Hoje, 20 de março, celebramos com toda a Igreja a festa de são José: inúmeras capelas espalhadas no mundo todo, muitas congregações religiosas, assim como também confrarias/associações de leigos têm são José como padroeiro, sublinhando alguns aspectos específicos da vida dele, e inspirando-se nele para viver uma fé profunda e concreta, na humildade, na confiança em Deus, no trabalho, no silêncio, na defesa da vida.
Olhando para o nosso carisma comboniano, também encontramos presente a devoção ao pai putativo de Jesus, porém sem muitas especificações: sabemos que se origina de um amor especial que Comboni tinha para ele, definindo-o o ecônomo da missão, aquele que era invocado especialmente nas piores situações financeiras, e que muitas vezes, com prontidão inaudita, tinha-o tirado de muitos apuros.
Chama atenção, nos escritos de Comboni, o jeito com o qual ele se dirige e dialoga com o santo, como com um amigo de longa data com o qual não se precisa de dar muitas voltas.
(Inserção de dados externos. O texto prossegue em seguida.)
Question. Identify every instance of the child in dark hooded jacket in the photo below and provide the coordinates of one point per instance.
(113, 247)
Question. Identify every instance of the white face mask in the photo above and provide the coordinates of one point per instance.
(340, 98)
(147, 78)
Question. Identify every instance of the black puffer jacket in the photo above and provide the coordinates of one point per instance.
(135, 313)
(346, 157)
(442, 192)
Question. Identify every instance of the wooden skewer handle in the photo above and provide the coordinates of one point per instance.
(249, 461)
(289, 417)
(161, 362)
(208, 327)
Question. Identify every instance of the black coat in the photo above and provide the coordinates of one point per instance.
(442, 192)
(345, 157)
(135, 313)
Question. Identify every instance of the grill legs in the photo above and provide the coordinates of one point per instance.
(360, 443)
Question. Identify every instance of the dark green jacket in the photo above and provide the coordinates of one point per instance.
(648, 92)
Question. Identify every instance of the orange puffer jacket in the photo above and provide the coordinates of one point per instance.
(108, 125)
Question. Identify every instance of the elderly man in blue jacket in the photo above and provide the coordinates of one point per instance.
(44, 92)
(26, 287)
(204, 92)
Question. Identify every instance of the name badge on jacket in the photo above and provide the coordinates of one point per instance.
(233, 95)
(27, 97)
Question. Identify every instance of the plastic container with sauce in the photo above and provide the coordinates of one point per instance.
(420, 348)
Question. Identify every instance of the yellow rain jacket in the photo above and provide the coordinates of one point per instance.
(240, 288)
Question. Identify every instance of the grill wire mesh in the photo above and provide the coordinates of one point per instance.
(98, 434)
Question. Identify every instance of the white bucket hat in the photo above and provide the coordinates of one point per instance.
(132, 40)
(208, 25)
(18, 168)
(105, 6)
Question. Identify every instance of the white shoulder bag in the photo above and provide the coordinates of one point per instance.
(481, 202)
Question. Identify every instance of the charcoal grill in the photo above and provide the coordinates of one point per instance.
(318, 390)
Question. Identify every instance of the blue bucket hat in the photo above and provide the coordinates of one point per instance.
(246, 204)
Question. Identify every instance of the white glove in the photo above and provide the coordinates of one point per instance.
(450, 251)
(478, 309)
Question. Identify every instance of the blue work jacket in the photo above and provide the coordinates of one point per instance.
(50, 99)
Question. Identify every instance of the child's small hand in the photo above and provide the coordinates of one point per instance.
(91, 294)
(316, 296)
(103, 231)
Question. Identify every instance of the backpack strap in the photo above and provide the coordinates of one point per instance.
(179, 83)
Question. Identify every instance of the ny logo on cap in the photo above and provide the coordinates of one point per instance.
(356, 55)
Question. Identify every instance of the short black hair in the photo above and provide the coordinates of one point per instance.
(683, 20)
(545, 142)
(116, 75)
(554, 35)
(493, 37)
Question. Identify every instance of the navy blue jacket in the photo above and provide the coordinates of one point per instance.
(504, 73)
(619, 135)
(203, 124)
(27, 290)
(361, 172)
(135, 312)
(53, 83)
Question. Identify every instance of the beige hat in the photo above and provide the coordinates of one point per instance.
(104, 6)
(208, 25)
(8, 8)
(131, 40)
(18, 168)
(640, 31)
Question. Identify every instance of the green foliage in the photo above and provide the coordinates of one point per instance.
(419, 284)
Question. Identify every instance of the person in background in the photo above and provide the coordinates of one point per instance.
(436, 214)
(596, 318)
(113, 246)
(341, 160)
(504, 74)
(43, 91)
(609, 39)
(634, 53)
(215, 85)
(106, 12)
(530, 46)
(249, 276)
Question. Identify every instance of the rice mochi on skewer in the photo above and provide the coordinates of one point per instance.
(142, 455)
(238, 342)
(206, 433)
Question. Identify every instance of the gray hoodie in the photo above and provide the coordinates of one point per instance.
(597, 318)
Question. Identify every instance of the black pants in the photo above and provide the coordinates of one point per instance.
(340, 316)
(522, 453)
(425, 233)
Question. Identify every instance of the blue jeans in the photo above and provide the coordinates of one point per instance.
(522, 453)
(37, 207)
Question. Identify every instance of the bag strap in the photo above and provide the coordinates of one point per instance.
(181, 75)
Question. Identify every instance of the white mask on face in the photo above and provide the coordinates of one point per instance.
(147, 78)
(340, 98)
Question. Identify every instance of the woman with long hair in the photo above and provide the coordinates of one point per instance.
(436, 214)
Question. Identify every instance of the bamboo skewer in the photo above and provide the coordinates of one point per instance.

Alguns escritos tornam-se quase cômicos, neste sentido: “Chamei-a à ordem o meu ecônomo são Jose´, ameaçando dirigir-me à sua mulher, se ele não fizer caso; exigi-lhe que no prazo de um ano equilibre meu orçamento, [...] caso contrário vou ter com a sua mulher, mas já chega.” (EE 5224)
Outro elemento interessante na espiritualidade vivida por Comboni é que a devoção de são José não é simplesmente expressão de uma religiosidade popular um tanto fragmentada nas suas diferentes manifestações, ao contrário encontra-se inserida e diria perfeitamente encaixada na vivência de absoluta confiança, entrega e comunhãode São Daniel com o próprio Jesus e Maria:
“Eu permaneço no meu posto até a morte, porque confio nos sagrados corações de Jesus e Maria e em são José e porque a obra é de Deus. Esta obra, nascida aos pés do calvário, avançará através de todas as dificuldades para chegar a sua realização. (EE 5329)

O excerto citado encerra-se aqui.